A roller coaster is at the top of a 62 meter hill the car and its passengers have a total mass of 1,088 kilograms. by the time the car reaches the bottom of the hill its speed is 74 miles per hour(33 meters per second) how much kinetic energy does the car have at the bottom of the hill
17,952j
592,416j
1,184,832j
2,978,944j
2,978,944j
To calculate the kinetic energy of the car at the bottom of the hill, we need to use the formula:
Kinetic Energy = (1/2) * mass * velocity^2
First, convert the speed from miles per hour to meters per second:
74 miles per hour = 74 * 1609.34 meters per hour (since 1 mile = 1609.34 meters)
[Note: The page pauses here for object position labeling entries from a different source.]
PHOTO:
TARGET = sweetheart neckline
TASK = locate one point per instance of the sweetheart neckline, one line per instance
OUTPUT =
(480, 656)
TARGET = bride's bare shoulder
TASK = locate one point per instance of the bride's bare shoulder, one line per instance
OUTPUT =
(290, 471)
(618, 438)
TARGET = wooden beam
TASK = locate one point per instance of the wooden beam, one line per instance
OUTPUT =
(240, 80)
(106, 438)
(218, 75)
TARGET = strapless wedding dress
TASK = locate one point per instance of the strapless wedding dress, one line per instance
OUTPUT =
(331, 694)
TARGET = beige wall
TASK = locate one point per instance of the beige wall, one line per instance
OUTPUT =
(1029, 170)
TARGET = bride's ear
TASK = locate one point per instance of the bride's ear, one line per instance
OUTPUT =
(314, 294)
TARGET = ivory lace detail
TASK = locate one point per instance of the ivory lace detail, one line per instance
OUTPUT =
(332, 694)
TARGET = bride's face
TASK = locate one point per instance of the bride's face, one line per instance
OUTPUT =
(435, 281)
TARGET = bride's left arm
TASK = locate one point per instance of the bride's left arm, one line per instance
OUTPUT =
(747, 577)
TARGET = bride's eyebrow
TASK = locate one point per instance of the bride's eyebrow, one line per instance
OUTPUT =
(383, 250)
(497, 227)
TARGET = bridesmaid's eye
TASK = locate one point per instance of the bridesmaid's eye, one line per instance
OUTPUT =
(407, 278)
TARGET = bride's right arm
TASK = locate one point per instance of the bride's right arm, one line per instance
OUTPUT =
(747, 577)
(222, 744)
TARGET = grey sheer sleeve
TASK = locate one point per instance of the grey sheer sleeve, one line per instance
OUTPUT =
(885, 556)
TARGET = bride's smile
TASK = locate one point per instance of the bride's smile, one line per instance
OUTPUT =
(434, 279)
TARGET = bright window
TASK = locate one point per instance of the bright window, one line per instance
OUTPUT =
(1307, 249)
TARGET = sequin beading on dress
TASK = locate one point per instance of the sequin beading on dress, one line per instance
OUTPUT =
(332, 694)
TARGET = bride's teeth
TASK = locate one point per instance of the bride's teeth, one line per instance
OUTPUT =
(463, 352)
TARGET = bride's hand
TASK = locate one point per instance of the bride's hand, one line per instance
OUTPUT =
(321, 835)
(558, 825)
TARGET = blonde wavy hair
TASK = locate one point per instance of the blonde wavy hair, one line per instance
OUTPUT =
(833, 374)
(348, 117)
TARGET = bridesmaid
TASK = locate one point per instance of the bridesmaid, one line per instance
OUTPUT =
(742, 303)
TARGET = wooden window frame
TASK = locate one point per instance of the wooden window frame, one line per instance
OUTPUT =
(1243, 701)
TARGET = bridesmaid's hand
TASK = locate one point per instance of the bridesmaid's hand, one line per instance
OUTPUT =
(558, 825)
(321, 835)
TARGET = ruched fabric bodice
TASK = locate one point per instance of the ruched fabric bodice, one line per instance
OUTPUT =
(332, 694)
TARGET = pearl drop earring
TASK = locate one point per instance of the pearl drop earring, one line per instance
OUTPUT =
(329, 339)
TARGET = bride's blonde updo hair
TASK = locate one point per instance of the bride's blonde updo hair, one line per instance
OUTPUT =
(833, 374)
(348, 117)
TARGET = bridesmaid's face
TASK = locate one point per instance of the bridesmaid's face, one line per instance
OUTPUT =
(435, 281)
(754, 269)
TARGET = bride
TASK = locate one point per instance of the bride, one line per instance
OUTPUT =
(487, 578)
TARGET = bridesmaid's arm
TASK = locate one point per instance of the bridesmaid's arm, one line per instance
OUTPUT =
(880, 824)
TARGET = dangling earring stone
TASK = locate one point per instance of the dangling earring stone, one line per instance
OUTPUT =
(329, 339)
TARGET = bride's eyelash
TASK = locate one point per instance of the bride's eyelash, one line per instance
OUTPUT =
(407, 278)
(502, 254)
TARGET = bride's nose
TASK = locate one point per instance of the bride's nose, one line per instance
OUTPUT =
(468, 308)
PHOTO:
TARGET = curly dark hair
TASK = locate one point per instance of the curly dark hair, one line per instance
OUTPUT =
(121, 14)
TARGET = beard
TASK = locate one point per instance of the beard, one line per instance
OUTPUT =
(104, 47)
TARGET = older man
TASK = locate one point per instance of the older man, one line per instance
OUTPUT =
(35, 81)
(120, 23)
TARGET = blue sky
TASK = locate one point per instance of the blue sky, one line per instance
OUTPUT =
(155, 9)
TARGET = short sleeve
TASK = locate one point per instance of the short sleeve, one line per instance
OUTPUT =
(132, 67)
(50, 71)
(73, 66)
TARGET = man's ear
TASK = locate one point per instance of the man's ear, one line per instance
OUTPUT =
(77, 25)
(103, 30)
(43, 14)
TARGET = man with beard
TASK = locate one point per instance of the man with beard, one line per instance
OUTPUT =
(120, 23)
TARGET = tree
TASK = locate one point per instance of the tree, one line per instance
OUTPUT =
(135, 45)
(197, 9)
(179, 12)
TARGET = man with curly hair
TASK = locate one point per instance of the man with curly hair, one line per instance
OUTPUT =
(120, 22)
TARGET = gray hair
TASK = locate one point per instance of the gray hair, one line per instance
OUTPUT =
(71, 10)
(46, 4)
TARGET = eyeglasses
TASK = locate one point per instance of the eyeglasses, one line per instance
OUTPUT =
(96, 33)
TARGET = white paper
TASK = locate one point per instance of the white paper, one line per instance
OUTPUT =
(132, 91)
= 118,907.16 meters per hour
= (118,907.16 meters per hour) / (3600 seconds per hour)
≈ 33 meters per second
Now, substitute the values into the formula:
Kinetic Energy = (1/2) * 1088 kg * (33 m/s)^2
= (1/2) * 1088 kg * (1089 m^2/s^2)
≈ 595,296 joules
The closest option to this value is 592,416 joules, so that would be the answer.
To find the kinetic energy of the roller coaster at the bottom of the hill, we can use the formula:
Kinetic Energy = 1/2 * mass * velocity^2.
First, let's convert the speed from miles per hour to meters per second:
74 miles per hour = 33 meters per second.
Now, we can calculate the kinetic energy:
Kinetic Energy = 1/2 * mass * velocity^2
= 1/2 * 1088 kg * (33 m/s)^2
= 1/2 * 1088 kg * 1089 m^2/s^2
= 594,432 J.
Therefore, the kinetic energy of the roller coaster at the bottom of the hill is approximately 594,432 joules.